Ingredients
- 2 lbs salmon fillets
- 2 Tbsp avocado oil
- 1 cup yellow onion, chopped
- 5 cloves garlic, minced
- 16 oz jar roasted red peppers
- 15 oz can full-fat coconut milk
- Sea salt and spices (garlic powder, paprika) to taste
Instructions
- Preheat your skillet over medium heat with avocado oil.
- Season salmon fillets with salt, garlic powder, and paprika; sear skin-side down for 4–5 minutes per side until golden brown.
- In the same skillet, sauté onions until translucent; add garlic and cook until fragrant.
- Stir in roasted red peppers and cook briefly before blending with coconut milk until smooth.

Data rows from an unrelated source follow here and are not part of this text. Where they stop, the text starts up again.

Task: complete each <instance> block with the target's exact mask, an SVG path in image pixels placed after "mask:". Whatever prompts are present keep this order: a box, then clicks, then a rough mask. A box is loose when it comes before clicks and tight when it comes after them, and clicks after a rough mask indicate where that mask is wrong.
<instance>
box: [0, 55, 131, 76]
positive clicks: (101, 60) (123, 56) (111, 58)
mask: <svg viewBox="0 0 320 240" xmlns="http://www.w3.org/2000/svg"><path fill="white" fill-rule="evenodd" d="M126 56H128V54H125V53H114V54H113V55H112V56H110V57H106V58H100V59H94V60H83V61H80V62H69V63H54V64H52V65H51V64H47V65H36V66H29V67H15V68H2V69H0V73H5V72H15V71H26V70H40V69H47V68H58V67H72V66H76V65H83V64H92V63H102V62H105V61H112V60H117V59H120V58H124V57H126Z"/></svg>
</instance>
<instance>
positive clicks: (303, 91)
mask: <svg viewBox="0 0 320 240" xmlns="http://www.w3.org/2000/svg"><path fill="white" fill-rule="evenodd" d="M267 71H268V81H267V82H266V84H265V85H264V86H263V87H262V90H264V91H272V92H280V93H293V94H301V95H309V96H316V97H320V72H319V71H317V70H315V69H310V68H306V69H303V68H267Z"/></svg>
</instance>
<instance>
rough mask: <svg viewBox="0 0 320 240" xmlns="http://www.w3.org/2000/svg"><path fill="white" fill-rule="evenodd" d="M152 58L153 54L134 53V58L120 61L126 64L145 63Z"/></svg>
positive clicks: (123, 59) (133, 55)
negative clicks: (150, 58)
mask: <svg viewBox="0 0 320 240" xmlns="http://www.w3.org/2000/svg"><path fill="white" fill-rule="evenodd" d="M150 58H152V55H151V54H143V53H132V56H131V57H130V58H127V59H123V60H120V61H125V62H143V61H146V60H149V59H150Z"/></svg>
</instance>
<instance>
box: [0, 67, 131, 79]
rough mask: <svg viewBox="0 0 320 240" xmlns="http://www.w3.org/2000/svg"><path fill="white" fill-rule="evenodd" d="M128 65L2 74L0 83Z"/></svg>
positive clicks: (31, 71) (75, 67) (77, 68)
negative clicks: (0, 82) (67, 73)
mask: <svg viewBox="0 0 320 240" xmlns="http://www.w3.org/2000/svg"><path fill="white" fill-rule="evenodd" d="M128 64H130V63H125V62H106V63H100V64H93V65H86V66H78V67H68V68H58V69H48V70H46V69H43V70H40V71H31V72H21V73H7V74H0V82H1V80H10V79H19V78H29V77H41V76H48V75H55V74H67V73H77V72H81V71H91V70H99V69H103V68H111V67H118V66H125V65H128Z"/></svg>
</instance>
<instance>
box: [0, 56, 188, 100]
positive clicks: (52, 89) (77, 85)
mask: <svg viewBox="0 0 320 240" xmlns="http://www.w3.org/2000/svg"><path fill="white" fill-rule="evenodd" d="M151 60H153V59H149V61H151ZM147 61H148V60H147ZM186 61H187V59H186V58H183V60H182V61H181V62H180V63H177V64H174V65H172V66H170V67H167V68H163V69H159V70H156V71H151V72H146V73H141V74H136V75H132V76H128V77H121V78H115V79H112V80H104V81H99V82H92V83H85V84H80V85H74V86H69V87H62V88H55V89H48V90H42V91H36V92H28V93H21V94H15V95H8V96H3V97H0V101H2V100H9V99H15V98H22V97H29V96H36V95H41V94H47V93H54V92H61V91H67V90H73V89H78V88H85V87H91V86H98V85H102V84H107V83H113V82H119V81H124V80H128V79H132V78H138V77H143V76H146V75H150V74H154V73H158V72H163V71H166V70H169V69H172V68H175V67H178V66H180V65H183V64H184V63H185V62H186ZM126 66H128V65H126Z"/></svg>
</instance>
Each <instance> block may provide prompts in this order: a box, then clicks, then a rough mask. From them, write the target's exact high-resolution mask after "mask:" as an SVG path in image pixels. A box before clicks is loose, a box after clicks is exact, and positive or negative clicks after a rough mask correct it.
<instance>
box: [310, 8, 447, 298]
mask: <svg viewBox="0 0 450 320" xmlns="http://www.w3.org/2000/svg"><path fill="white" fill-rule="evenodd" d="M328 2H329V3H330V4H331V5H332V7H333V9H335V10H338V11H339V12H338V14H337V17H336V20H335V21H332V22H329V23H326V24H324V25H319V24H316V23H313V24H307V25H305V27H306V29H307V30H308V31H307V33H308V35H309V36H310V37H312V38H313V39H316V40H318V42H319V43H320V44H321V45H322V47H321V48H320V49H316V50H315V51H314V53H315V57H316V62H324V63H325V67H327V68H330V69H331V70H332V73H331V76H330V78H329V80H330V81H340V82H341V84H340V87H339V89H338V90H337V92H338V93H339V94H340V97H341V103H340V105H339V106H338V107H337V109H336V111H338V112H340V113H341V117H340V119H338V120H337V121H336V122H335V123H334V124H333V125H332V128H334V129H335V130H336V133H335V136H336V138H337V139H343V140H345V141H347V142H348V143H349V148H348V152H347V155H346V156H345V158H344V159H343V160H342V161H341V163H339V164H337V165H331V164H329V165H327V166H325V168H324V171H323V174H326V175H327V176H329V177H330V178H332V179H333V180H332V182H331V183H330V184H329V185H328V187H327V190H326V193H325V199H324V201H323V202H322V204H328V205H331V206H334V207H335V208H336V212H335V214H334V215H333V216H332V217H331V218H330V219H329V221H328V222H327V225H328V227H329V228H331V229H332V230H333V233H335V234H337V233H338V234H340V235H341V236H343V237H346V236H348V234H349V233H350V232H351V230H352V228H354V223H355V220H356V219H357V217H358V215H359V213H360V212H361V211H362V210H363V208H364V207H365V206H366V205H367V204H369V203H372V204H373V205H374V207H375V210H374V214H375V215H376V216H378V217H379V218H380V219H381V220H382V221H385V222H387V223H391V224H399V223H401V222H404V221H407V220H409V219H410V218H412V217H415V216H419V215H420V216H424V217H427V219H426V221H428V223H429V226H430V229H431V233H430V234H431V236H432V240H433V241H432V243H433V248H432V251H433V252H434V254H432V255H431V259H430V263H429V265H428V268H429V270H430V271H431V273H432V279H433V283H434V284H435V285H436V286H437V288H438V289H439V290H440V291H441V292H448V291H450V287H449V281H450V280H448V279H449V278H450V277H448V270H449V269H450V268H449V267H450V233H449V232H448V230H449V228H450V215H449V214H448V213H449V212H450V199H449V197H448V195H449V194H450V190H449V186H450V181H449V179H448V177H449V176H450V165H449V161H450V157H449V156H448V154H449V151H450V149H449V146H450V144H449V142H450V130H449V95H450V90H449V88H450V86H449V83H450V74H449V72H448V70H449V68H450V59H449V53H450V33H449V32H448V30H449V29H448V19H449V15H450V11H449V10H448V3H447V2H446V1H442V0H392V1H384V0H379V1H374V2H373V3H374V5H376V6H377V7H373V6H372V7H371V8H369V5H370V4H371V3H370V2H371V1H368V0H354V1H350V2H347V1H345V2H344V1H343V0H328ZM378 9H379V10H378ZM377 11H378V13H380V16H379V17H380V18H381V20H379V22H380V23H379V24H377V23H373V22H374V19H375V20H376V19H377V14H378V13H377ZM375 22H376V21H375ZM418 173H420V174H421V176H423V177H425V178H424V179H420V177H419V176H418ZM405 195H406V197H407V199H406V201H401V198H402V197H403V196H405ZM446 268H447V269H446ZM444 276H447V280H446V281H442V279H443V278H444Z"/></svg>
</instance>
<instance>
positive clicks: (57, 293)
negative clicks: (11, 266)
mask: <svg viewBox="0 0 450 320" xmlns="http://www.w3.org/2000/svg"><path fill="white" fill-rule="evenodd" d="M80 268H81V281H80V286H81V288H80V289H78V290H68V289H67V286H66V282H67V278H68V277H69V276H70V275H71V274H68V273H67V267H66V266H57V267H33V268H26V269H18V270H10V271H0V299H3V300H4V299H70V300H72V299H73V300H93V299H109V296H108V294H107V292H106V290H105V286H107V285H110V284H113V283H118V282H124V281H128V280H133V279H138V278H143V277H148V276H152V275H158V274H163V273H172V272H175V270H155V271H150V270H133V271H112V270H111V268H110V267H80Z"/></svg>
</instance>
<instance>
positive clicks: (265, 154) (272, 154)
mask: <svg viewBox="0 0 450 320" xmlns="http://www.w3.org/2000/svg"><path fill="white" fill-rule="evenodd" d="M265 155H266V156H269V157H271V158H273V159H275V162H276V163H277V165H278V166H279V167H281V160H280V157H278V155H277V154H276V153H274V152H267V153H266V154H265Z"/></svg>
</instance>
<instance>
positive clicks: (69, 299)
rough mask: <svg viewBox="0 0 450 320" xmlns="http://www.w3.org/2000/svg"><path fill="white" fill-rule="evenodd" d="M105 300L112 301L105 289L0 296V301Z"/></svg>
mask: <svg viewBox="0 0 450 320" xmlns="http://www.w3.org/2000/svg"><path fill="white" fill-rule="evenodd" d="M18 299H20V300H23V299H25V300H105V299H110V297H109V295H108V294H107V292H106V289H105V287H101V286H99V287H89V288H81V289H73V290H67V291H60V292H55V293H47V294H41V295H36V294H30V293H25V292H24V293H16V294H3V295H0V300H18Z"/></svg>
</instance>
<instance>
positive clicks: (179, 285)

- Return sauce to skillet; add cherry tomatoes and spinach if using. Place salmon into the sauce to warm through and garnish with fresh parsley.
- Prep Time: 15 minutes
- Cook Time: 20 minutes
- Category: Main
- Method: Frying
- Cuisine: American
Nutrition
- Serving Size: 1 serving
- Calories: 375
- Sugar: 3g
- Sodium: 580mg
- Fat: 25g
- Saturated Fat: 9g
- Unsaturated Fat: 14g
- Trans Fat: 0g
- Carbohydrates: 12g
- Fiber: 3g
- Protein: 30g
- Cholesterol: 90mg
Keywords: For a spicy kick, consider adding cayenne pepper or Italian herbs. Substitute almond milk for coconut milk for a lighter version. Serve alongside mixed greens or roasted vegetables for a complete meal.